Curvature-Aware Optimization of Noisy Variational Quantum Circuits via Weighted Projective Line Geometry

TL;DR

This paper introduces a geometric framework using weighted projective lines to model noise effects in variational quantum circuits, improving optimization stability and noise mitigation.

Contribution

It develops a differential-geometric approach with WPLs to characterize noise, enabling curvature-aware optimization and noise mitigation in quantum algorithms.

Findings

WPL geometry accurately captures noise-induced curvature deformation.

WPL-QNG stabilizes variational quantum eigensolver optimization.
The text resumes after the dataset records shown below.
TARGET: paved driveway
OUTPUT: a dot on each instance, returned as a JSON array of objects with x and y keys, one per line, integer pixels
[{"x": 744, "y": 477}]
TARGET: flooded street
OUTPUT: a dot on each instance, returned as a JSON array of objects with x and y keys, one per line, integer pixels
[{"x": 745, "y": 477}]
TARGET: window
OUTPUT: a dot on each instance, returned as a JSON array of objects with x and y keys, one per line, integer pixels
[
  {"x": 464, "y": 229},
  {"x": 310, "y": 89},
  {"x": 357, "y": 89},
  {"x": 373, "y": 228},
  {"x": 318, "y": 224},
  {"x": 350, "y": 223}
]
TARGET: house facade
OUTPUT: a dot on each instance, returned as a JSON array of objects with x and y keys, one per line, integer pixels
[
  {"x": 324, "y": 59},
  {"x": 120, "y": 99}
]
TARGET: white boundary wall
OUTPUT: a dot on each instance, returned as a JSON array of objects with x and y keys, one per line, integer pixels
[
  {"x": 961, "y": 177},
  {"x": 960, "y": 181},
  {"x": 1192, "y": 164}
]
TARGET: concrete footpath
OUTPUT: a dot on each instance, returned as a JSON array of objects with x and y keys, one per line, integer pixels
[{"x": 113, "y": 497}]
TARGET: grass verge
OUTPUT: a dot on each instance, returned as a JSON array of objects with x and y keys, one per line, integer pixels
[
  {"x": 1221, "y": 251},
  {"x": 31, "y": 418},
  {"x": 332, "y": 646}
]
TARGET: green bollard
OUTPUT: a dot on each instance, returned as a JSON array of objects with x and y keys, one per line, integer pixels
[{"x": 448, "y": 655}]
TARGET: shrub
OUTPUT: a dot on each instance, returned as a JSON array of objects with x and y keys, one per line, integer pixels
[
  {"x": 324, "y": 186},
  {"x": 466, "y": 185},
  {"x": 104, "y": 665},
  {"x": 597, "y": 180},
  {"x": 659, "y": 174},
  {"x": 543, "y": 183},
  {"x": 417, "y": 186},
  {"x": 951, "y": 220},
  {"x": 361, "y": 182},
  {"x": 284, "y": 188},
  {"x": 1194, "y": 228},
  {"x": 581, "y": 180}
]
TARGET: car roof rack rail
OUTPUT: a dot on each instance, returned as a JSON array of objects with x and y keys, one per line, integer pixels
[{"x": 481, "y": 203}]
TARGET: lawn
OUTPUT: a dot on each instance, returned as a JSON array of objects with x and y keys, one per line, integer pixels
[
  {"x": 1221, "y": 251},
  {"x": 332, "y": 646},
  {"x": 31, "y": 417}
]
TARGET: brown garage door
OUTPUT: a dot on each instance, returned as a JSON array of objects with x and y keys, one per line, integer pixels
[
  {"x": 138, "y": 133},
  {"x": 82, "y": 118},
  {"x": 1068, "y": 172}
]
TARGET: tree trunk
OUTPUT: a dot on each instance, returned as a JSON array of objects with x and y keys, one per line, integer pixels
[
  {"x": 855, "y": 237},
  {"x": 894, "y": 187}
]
Curvature-aware methods mitigate barren plateaus effectively.

Abstract

We develop a differential-geometric framework for variational quantum circuits in which noisy single- and multi-qubit parameter spaces are modeled by weighted projective lines (WPLs). Starting from the pure-state Bloch sphere CP1, we show that realistic hardware noise induces anisotropic contractions of the Bloch ball that can be represented by a pair of physically interpretable parameters (lambda_perp, lambda_parallel). These parameters determine a unique WPL metric g_WPL(a_over_b, b) whose scalar curvature is R = 2 / b^2, yielding a compact and channel-resolved geometric surrogate for the intrinsic information structure of noisy quantum circuits. We develop a tomography-to-geometry pipeline that extracts (lambda_perp, lambda_parallel) from hardware data and maps them to the WPL parameters (a_over_b, b, R). Experiments on IBM Quantum backends show that the resulting WPL geometries accurately capture anisotropic curvature deformation across calibration periods. Finally, we demonstrate that WPL-informed quantum natural gradients (WPL-QNG) provide stable optimization dynamics for noisy variational quantum eigensolvers and enable curvature-aware mitigation of barren plateaus.